The Miraflora Locks will take us down to sea level at the Pacific Ocean. This voyage which took us about 9 hours to traverse cuts about 13,000 miles off from having to travel around the tip of South America on a trip from Ft. Lauderdale to Los Angeles... probably saves about 20 days of travel time.
This close-up of a new mule also shows the cogs in the center of the tracks, as well as how close our ship fits into the locks. There is less than a foot of space on each side... and the purpose of the mules is to keep the ships from scraping against the walls of the locks as they move thru.
The black object between the green bushes is an old mule, a historic relic that tourists enjoy to see. Our captain pointed out it cost about $36,000 a hundred years ago... and the new mules the Japanese built cost about 1.4 million dollars each. It takes between 4 and 8 mules to guide a ship thru the locks, depending on the size of the ship. So you can see it takes a lot of mules to guide the vessels coming thru these locks.
Here is the spillway for the Miraflores Lake beside the locks. Picture taken from the back of our ship.
We didn't get to leave the ship to tour the Panama Canal Visitor Center, but maybe next time we could take a day excursion and come back here when the cruise ship docks near Panama City. There was lots of waving happening here... both on our ship and on the observation decks of the Visitor Center.
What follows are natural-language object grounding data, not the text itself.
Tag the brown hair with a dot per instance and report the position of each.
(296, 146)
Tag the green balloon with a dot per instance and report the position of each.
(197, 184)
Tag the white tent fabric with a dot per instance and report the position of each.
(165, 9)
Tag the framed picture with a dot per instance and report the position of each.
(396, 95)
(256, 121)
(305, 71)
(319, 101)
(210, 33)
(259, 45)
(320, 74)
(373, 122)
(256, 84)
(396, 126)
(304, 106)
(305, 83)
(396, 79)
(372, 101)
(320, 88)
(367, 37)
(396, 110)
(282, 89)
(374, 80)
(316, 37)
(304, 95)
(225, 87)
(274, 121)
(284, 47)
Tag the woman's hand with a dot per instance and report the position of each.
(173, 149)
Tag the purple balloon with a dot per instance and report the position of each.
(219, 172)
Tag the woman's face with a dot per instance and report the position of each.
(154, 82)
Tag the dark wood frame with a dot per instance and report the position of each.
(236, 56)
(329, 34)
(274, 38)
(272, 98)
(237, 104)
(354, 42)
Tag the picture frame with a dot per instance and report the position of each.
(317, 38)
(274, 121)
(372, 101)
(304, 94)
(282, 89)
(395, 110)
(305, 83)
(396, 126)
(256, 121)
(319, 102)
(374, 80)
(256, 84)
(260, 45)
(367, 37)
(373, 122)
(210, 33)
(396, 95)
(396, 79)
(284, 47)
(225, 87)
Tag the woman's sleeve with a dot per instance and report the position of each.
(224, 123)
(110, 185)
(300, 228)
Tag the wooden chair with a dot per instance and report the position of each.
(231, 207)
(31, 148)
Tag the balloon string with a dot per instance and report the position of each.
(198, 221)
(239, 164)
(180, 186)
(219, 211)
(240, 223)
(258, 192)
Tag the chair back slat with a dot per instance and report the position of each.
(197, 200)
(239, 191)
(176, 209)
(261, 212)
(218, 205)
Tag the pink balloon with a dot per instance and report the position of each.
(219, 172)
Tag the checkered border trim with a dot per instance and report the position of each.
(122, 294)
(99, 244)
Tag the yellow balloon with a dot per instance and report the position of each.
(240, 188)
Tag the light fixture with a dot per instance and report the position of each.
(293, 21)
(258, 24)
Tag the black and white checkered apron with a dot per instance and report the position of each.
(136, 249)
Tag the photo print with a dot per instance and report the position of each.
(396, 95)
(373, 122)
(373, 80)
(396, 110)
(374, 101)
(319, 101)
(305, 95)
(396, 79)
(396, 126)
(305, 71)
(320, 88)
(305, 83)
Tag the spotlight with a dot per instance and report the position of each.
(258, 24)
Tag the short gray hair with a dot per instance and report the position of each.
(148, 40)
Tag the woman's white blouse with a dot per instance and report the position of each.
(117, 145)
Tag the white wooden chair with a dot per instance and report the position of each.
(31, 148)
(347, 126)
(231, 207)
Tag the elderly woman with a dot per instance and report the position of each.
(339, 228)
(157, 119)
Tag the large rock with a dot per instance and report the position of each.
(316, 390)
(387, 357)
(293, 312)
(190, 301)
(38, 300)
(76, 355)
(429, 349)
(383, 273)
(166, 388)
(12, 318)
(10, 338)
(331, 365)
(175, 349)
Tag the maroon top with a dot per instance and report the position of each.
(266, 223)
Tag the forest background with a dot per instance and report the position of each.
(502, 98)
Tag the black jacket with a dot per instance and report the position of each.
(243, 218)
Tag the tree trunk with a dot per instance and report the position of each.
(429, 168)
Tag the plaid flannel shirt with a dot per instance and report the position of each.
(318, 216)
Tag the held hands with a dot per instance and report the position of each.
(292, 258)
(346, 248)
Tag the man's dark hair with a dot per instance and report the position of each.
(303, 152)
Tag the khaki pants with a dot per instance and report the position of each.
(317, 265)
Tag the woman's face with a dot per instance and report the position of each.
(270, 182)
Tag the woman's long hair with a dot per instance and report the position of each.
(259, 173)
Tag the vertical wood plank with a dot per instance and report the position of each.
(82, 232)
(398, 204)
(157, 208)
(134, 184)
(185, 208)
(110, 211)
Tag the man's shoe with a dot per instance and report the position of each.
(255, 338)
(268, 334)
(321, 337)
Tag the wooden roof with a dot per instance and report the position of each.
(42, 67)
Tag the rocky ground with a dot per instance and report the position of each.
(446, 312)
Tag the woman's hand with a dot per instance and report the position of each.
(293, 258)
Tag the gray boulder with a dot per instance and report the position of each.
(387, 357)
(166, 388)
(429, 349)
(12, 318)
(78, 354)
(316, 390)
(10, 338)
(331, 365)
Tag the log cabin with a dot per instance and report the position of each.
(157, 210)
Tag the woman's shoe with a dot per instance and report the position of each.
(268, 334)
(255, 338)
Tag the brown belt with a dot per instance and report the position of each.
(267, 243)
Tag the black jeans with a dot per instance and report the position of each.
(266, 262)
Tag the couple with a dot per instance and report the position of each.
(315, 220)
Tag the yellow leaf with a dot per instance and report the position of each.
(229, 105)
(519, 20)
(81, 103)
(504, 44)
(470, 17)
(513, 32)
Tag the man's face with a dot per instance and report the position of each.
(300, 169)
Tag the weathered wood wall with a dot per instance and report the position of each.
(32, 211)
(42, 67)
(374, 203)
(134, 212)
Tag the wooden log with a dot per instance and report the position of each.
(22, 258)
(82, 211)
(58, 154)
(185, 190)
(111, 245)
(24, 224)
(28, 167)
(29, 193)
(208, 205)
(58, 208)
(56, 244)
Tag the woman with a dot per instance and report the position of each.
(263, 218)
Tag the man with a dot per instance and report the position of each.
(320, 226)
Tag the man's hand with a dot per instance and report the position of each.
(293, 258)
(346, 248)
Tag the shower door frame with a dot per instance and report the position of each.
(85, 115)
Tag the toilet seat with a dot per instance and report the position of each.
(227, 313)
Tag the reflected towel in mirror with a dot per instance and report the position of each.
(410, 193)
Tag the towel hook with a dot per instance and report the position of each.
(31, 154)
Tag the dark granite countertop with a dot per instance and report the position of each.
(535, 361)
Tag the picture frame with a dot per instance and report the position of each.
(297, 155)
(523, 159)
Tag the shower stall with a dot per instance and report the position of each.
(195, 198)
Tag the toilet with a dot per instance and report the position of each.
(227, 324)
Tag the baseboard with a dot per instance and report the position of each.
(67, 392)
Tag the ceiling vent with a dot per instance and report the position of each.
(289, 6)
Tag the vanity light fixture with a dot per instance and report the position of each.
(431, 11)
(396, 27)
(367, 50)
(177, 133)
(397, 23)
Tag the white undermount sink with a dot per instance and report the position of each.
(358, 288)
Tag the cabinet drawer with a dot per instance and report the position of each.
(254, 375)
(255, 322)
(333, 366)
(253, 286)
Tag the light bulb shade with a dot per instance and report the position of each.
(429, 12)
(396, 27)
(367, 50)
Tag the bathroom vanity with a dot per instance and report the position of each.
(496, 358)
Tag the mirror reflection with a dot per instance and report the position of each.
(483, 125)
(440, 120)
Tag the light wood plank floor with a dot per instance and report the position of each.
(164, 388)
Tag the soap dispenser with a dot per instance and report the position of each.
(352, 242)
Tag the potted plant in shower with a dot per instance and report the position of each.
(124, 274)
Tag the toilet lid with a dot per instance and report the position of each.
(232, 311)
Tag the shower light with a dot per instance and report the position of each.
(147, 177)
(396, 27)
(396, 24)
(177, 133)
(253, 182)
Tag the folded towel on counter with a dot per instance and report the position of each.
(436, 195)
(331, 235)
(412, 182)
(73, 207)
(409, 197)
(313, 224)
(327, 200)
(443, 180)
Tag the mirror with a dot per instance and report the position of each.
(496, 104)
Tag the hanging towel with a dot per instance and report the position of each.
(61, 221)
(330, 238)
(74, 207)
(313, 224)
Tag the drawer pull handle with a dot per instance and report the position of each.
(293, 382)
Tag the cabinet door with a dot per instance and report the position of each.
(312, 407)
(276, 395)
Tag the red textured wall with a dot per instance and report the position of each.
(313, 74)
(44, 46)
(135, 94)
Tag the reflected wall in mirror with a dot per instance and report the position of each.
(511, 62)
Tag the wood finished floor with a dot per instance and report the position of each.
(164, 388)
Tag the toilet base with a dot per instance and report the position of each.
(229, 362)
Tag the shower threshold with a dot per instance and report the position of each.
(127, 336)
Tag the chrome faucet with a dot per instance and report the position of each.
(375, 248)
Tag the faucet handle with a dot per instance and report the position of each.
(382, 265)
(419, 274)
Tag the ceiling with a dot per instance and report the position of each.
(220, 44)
In the foreground is the emergency services... fire and ambulance services. The larger red-roof building behind in the center is the Administration Building for the Panama Canal Authority.
This is not a major highway any more, since the building of the Bridge of the Americas in the 1960's. It is now just a local road that allows traffic to get across the canal when ships are not immediately passing thru.
Notice the section of the bridge that is turned to allow our ship to go thru... and when we have passed, it will be swung around for local traffic to go over the canal.
Between the shipping cranes the sky scrapers of Panama City stand tall... apparently 20 years ago none of these were there.
This Bridge of the Americas completed in 1962 was a tremendous addition to the Pan American Highway. It is 1654 feet long and has 14 spans. The main span is 1128 feet and the deck is 259 feet above the water. The highest point of the bridge is 384 feet.
Trivia: This bridge cost about 20 million dollars... and 50 years later the new Centennial Bridge cost 100 million dollars. The cost difference is partly due to inflation, the other part has to do with the design... beauty often carries a higher price. The Centennial Bridge wins the beauty contest hands down!
When the Bridge of the Americas opened there were about 9,500 vehicles a day using it... but just before the Centennial Bridge opened in 2004 traffic had increased to 35,000 vehicles a day.
At both ends of the Panama Canal ships sit and wait their turn to pass thru. We were told that the cost of our passage, which is based on 1980 passengers and a crew of 992, as well as the ships size, came to $330,000 USD... which is about $166 USD per passenger. Now that is a serious toll, eh?